The West Australian on July 7, 2016

The State Government has promised a range of measures to boost protection for subcontractors but rejected calls for project bank accounts to ensure they are paid in full if a builder collapses.

Treasurer Mike Nahan said the Government would give itself the power to audit all “cascading” subcontracts on public projects so it could decide when disputes arose down the contracting chain whether the complaints were valid.

The Government would also consider a code of conduct to regulate the treatment of subcontractors and blacklist builders who breached it.

But Dr Nahan was not convinced that project bank accounts, which subcontractors support, would secure the funds if a company went bust.

Instead, the Government would adopt a measure that building companies favour to quarantine only retention funds of less than 10 per cent of a project’s value in a trust account for subcontractors.

“The feedback was that project bank accounts are very costly and involved red tape,” Dr Nahan told The West Australian.

“We are going down a different route, which is trust accounts, that we are more confident will stay with the project to help pay the subbies rather than get pulled into the insolvency.”

The Treasurer flagged the new regime after The West exposed concerns about payments to subcontractors, including a cabinetmaker owed more than $300,000 after the CPD Group collapsed in May with $17 million in State contracts.

The full reform package, to be detailed when Parliament resumes next month, includes monitoring the treatment of subcontractors and extending the 28-day deadline for complaints about non-payment.

Dr Nahan said the Government would give Small Business Commissioner David Eaton extra power and resources to respond to subcontractors’ complaints.
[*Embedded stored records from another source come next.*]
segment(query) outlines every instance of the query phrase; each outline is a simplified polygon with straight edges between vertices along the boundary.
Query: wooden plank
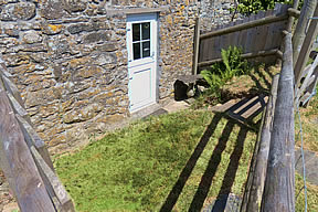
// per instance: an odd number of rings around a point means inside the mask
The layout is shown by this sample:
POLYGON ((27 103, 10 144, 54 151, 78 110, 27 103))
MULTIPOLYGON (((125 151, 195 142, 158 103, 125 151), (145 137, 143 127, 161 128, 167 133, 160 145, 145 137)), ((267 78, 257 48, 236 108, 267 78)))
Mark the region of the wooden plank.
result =
POLYGON ((50 184, 52 186, 54 193, 59 202, 61 203, 60 205, 61 208, 59 209, 59 211, 60 210, 65 211, 65 212, 75 211, 72 200, 70 195, 67 194, 65 188, 59 180, 57 176, 46 165, 45 160, 41 157, 41 155, 39 153, 39 151, 35 149, 34 146, 32 146, 30 149, 31 149, 31 152, 34 157, 36 165, 42 169, 43 173, 47 178, 47 181, 50 181, 50 184))
POLYGON ((295 17, 296 18, 300 17, 300 11, 297 10, 298 6, 299 6, 299 0, 294 0, 293 8, 288 9, 288 15, 289 15, 288 23, 287 23, 287 31, 288 32, 292 32, 292 28, 293 28, 293 24, 294 24, 295 17))
POLYGON ((314 71, 316 70, 317 65, 318 65, 318 56, 316 56, 314 64, 310 66, 308 73, 307 73, 307 76, 305 77, 305 81, 303 82, 300 88, 297 89, 297 92, 296 92, 295 108, 299 105, 300 96, 304 94, 306 88, 310 85, 310 78, 311 78, 314 71))
POLYGON ((203 40, 203 39, 208 39, 208 38, 211 38, 211 36, 219 36, 219 35, 227 34, 227 33, 231 33, 231 32, 240 31, 240 30, 246 30, 246 29, 258 26, 258 25, 264 25, 264 24, 267 24, 267 23, 278 22, 278 21, 282 21, 282 20, 286 20, 286 19, 288 19, 287 12, 286 12, 286 14, 283 14, 283 15, 266 17, 264 19, 259 19, 259 20, 255 20, 255 21, 252 21, 252 22, 243 23, 243 24, 240 24, 240 25, 233 25, 231 28, 221 29, 221 30, 218 30, 218 31, 214 31, 214 32, 202 34, 202 35, 200 35, 200 39, 203 40))
MULTIPOLYGON (((316 10, 315 10, 314 15, 318 17, 318 4, 316 6, 316 10)), ((304 40, 299 56, 298 56, 296 64, 295 64, 295 71, 294 72, 295 72, 295 87, 296 88, 300 84, 300 76, 303 75, 303 71, 304 71, 306 63, 309 59, 311 45, 312 45, 315 39, 317 38, 317 35, 318 35, 318 21, 315 20, 315 21, 311 21, 309 24, 307 35, 304 40)))
POLYGON ((213 59, 221 59, 221 47, 220 47, 220 43, 221 43, 221 36, 215 36, 213 38, 214 42, 213 42, 213 54, 209 57, 209 60, 213 60, 213 59))
POLYGON ((304 40, 306 38, 306 31, 307 31, 309 18, 312 17, 316 7, 317 7, 317 0, 306 0, 301 8, 300 17, 298 19, 298 22, 297 22, 297 25, 293 35, 294 67, 296 65, 304 40))
POLYGON ((195 20, 195 29, 194 29, 194 47, 193 47, 193 64, 192 64, 192 74, 198 74, 198 63, 199 63, 199 49, 200 49, 200 29, 201 22, 200 18, 195 20))
POLYGON ((22 116, 15 114, 15 117, 20 123, 28 146, 35 146, 47 166, 54 171, 53 162, 50 158, 50 153, 46 149, 45 142, 40 138, 33 127, 22 116))
POLYGON ((251 186, 251 191, 248 195, 246 211, 259 211, 259 205, 262 203, 262 195, 264 191, 264 184, 266 179, 267 160, 271 146, 271 131, 274 119, 275 104, 277 98, 277 87, 278 87, 279 75, 275 75, 273 78, 271 96, 267 103, 264 125, 261 128, 259 136, 259 149, 257 151, 255 169, 251 186))
MULTIPOLYGON (((264 11, 258 12, 257 19, 263 19, 266 15, 264 11)), ((256 31, 257 41, 255 42, 255 46, 253 52, 258 52, 264 50, 266 38, 267 38, 268 24, 259 25, 256 31)))
POLYGON ((295 128, 292 34, 284 38, 283 68, 278 83, 263 212, 295 211, 295 128))
POLYGON ((22 212, 53 212, 34 160, 24 141, 6 92, 0 91, 0 157, 4 176, 22 212))
MULTIPOLYGON (((315 89, 317 87, 317 84, 318 84, 318 67, 316 67, 315 73, 312 74, 312 77, 314 77, 314 82, 306 89, 306 93, 308 93, 309 96, 314 94, 314 92, 315 92, 315 89)), ((300 103, 301 103, 303 107, 307 107, 309 105, 309 103, 310 103, 310 99, 308 99, 308 97, 307 98, 301 98, 300 103), (307 100, 307 102, 305 103, 305 100, 307 100)))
It would also encourage subcontractors to improve their record-keeping while offering them more information about their rights.

Master Builders WA broadly endorsed the measures but Subcontractors for Fair Treatment said trust accounts would protect only a tiny fraction of what was owed if a builder collapsed.

Dr Nahan said the State could not prevent insolvencies or guarantee all payments.

In a tightening economic climate, he said some builders underbid on projects and then passed the tighter margins on to subcontractors.